The medicinal use of marijuana: “We need more data,” panel says

Cannabis leafAlthough legalization of medical marijuana in Pennsylvania may be inevitable, more study of the medicinal use of cannabis is needed, said a panel of psychiatry faculty members during a clinical grand rounds, “Marijuana Demystified,” at Western Psychiatric Institute and Clinic Feb. 6.

“We’re going to talk science, not ideology; we’re going to talk evidence-based … what we know, what we do not know and what needs to be studied,” said Antoine Douaihy. “There is so much of that debate that is not based on scientific opinion.” He labeled Pew Research Center surveys showing increasing numbers of Americans accepting the idea of legal marijuana use “interesting, disturbing, challenging.”

Added John Rozel: “The professional and scientific consensus at this point in just about every medical organization, is: ‘We need more data.’”

“‘Medical marijuana’ is not a term endorsed by any medical society,” said Julie Kmiec. “It is a political term.”

Families of pediatric epilepsy patients whose frequent seizures are uncontrolled by current medications have been protesting in Harrisburg, she noted, promoting the legalization of cannabidiol, a non-intoxicating ingredient in marijuana that can have medical benefits for such children.
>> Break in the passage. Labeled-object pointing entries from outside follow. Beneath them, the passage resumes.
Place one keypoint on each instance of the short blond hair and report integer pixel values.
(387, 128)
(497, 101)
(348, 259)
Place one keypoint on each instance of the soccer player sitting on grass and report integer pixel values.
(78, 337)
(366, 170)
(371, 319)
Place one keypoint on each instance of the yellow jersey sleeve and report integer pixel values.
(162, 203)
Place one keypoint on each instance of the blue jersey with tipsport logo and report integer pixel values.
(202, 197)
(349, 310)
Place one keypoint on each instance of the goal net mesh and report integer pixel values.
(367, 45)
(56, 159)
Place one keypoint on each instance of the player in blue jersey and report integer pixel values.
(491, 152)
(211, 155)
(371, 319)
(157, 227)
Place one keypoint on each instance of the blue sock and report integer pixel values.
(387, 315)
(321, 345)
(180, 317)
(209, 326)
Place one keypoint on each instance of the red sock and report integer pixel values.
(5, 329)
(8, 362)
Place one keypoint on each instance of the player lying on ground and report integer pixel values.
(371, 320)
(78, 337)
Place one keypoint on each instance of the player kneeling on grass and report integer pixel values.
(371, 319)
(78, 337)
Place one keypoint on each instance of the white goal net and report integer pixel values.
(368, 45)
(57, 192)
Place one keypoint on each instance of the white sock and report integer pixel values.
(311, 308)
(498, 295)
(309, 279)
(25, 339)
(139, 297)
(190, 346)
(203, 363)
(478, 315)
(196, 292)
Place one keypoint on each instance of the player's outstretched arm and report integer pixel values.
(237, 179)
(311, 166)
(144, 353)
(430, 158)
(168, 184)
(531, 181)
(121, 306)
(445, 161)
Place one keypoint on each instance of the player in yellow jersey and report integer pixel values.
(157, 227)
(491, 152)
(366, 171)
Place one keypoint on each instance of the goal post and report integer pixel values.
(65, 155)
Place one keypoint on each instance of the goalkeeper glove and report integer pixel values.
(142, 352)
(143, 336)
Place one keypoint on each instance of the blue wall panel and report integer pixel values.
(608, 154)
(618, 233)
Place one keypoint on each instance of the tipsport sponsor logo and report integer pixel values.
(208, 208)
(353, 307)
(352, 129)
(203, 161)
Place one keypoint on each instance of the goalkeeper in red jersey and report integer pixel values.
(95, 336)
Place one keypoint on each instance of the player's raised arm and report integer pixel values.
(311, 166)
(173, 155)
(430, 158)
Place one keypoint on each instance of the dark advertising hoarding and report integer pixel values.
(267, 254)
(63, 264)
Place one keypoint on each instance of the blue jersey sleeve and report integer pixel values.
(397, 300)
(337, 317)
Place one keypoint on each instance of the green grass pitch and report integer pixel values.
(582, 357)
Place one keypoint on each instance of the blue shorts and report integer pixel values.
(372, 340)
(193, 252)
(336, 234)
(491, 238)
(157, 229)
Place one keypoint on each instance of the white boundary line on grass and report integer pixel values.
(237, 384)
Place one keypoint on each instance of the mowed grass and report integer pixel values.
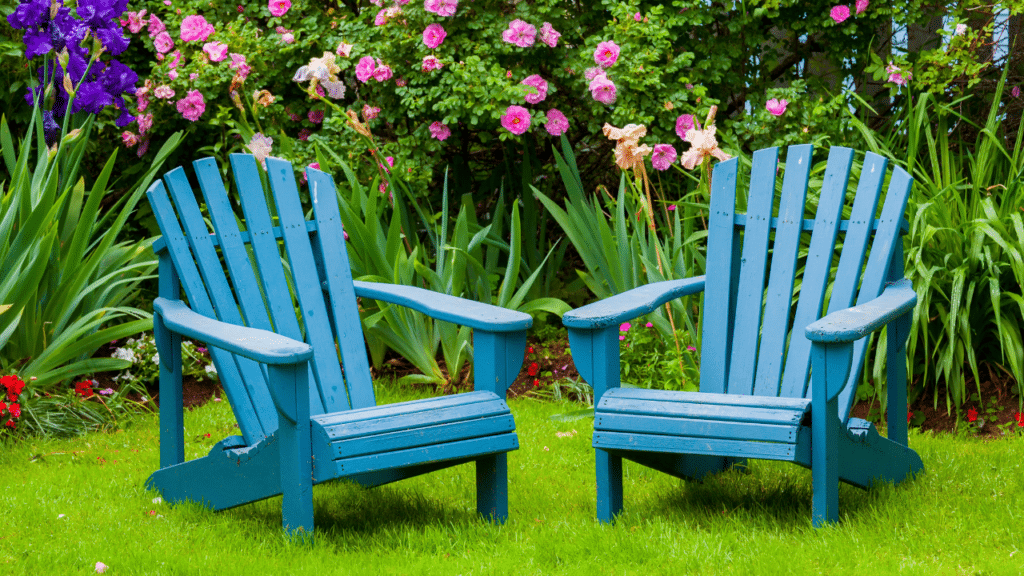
(963, 516)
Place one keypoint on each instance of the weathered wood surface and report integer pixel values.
(777, 380)
(276, 306)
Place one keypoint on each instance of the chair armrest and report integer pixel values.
(855, 323)
(253, 343)
(631, 303)
(450, 309)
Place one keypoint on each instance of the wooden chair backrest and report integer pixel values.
(753, 337)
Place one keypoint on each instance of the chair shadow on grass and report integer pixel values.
(768, 494)
(341, 507)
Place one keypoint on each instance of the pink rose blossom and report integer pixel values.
(279, 7)
(383, 72)
(602, 89)
(365, 70)
(776, 107)
(606, 53)
(663, 157)
(431, 64)
(196, 28)
(540, 84)
(136, 22)
(549, 36)
(216, 50)
(193, 106)
(163, 42)
(439, 131)
(144, 123)
(683, 123)
(516, 119)
(156, 26)
(520, 33)
(441, 7)
(557, 123)
(260, 146)
(434, 35)
(840, 13)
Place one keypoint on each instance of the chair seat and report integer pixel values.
(681, 422)
(419, 432)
“There are some medical benefits” of marijuana, Kmiec allowed. It has been shown to alleviate nausea and vomiting as a side effect of chemotherapy and help with AIDS wasting syndrome. It also may decrease spasticity in multiple sclerosis patients, cancer pain, rheumatoid arthritis symptoms and neurotropic pain.

But there also are known harms, usually from chronic use of marijuana, she said. Nine percent of marijuana users become addicted, and marijuana users more often move on to stronger illicit drugs, findings she acknowledged were sometimes disputed but which have been confirmed via studies of twins.

Some marijuana users also show “diminished lifetime achievement,” from career progress to relationship satisfaction, she noted, as well as increased numbers of motor vehicle accidents and performance impairment among pilots tested in flight simulators, even 24 hours after smoking.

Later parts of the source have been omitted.